The Fundamental Things Apply as Time goes By or a reaction to the history of Northern Ireland

2 Nov

One of the big problems with learning history is that it happens in the past. People tend to focus in the distant past, where the problems and troubles have been separated been time and generations. Growing up, I remember learning about dates like 1613, 1776, 1812, and 1850. Those events and the times they happened seemed like they happen on another planet, not another time. So it was shocking to hear dates like 1998 and 2006. In 1998, the only thing that mattered to me was Power Rangers and what was for dinner. Meanwhile, in another country, children are killing for their country. In the Free Derry Museum, there was a photo of a child wearing a gas mask and holding a can of petrol to be used for later bomb. That stuck with me. That child wouldn’t be much older than me right now, if he survived. Hearing the guides and their own memories of the violence that rocked Northern Ireland really meant something. They lived through an event that will forever remain in the history books, and we got to hear it without the desensitizing effect that the march of time can have.
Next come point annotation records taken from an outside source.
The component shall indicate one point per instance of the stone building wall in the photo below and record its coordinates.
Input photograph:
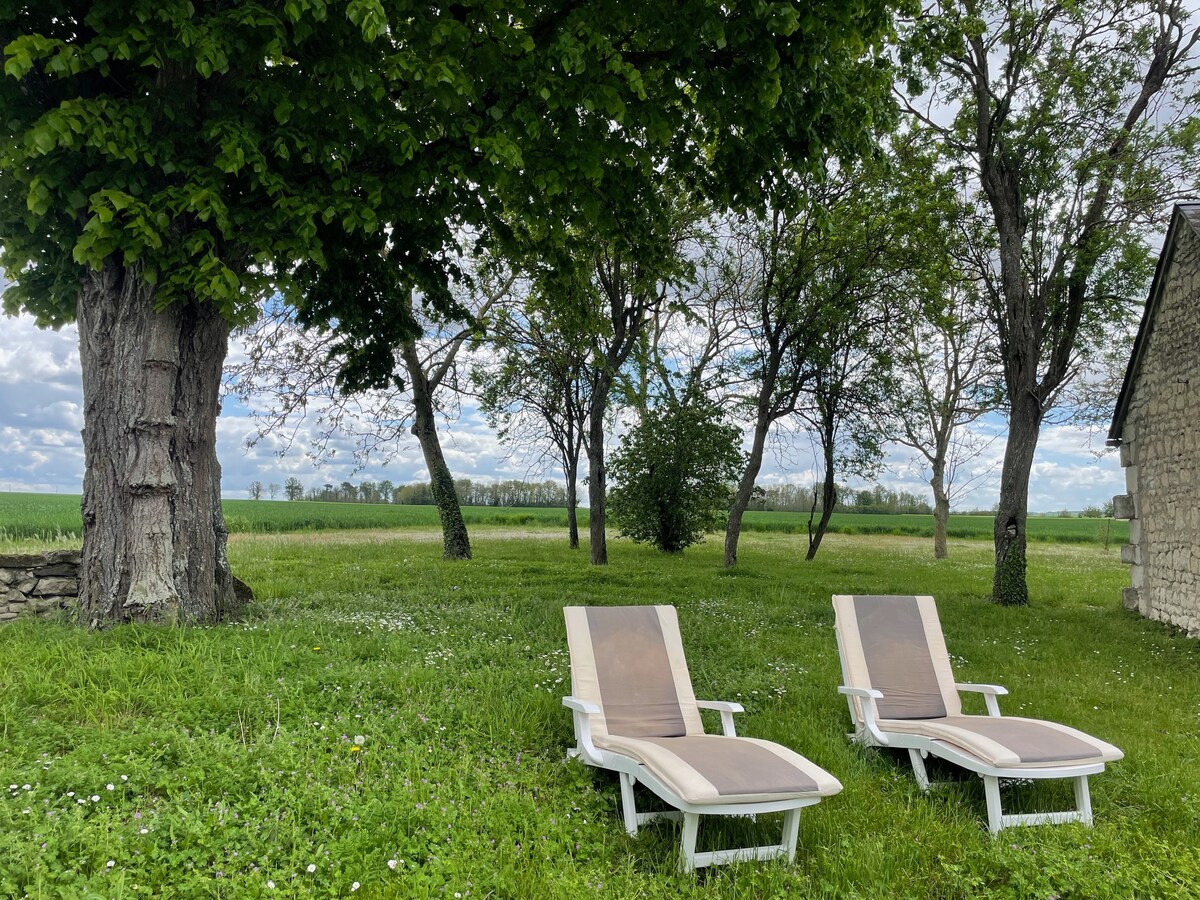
(39, 583)
(1161, 451)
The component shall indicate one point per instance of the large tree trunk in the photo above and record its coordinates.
(941, 509)
(597, 483)
(745, 490)
(1009, 587)
(154, 535)
(455, 541)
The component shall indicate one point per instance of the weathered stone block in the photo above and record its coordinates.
(57, 587)
(59, 570)
(1122, 507)
(45, 604)
(21, 561)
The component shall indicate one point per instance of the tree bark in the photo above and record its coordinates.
(1009, 587)
(455, 541)
(745, 491)
(573, 499)
(828, 498)
(941, 509)
(154, 535)
(597, 480)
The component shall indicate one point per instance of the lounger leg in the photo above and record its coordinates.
(791, 832)
(688, 841)
(918, 768)
(1083, 801)
(628, 807)
(991, 791)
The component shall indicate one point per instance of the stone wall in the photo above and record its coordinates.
(1161, 451)
(39, 583)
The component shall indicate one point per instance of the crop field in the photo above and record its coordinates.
(382, 723)
(55, 517)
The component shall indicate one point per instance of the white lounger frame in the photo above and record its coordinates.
(633, 772)
(869, 733)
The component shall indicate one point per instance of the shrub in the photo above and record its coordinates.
(673, 473)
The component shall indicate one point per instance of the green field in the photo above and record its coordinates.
(55, 517)
(219, 761)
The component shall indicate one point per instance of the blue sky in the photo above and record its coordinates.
(41, 417)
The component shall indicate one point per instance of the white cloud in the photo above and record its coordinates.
(41, 415)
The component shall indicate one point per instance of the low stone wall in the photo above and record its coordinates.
(39, 583)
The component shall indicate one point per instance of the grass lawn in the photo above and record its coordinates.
(221, 761)
(49, 517)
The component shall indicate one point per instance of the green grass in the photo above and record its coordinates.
(55, 517)
(235, 742)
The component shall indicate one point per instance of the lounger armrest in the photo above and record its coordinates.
(581, 709)
(868, 696)
(989, 691)
(726, 708)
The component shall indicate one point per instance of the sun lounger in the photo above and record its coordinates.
(901, 694)
(636, 714)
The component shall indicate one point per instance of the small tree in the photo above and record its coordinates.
(673, 473)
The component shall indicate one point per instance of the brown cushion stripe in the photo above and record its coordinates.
(735, 767)
(634, 672)
(898, 659)
(1031, 741)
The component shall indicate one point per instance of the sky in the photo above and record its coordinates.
(41, 417)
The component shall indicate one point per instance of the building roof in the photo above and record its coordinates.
(1186, 215)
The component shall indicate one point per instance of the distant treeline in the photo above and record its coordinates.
(471, 493)
(879, 499)
(785, 498)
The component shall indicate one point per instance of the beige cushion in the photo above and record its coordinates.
(713, 768)
(1009, 741)
(898, 645)
(629, 661)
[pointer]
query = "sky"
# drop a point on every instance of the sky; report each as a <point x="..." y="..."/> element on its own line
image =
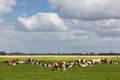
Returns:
<point x="52" y="26"/>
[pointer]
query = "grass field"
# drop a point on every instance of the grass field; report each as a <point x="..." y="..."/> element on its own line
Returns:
<point x="35" y="72"/>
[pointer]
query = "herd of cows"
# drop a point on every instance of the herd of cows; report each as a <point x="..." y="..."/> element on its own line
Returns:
<point x="62" y="65"/>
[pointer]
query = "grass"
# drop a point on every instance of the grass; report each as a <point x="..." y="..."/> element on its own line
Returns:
<point x="34" y="72"/>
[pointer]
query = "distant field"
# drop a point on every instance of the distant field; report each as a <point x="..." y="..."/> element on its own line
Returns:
<point x="35" y="72"/>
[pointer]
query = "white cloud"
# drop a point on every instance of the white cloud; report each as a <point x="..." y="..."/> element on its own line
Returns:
<point x="43" y="22"/>
<point x="6" y="6"/>
<point x="87" y="9"/>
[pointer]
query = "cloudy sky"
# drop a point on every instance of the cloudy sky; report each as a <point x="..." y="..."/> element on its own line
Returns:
<point x="60" y="26"/>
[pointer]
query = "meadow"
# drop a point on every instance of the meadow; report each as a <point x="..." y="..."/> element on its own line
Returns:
<point x="35" y="72"/>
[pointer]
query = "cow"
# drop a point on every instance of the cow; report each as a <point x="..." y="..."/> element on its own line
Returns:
<point x="58" y="65"/>
<point x="30" y="60"/>
<point x="13" y="62"/>
<point x="96" y="61"/>
<point x="106" y="60"/>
One of the qualities that America loves to associate with itself is youth; we love to remind ourselves that we were born out of European countries thousands of years old, and we, less than three-hundred. But we need to remember that history did not stop when we signed the Constitution. The world is a constantly changed organism, one that needs to be looked after so the children of tomorrow can grow up without a gas mask and petrol can.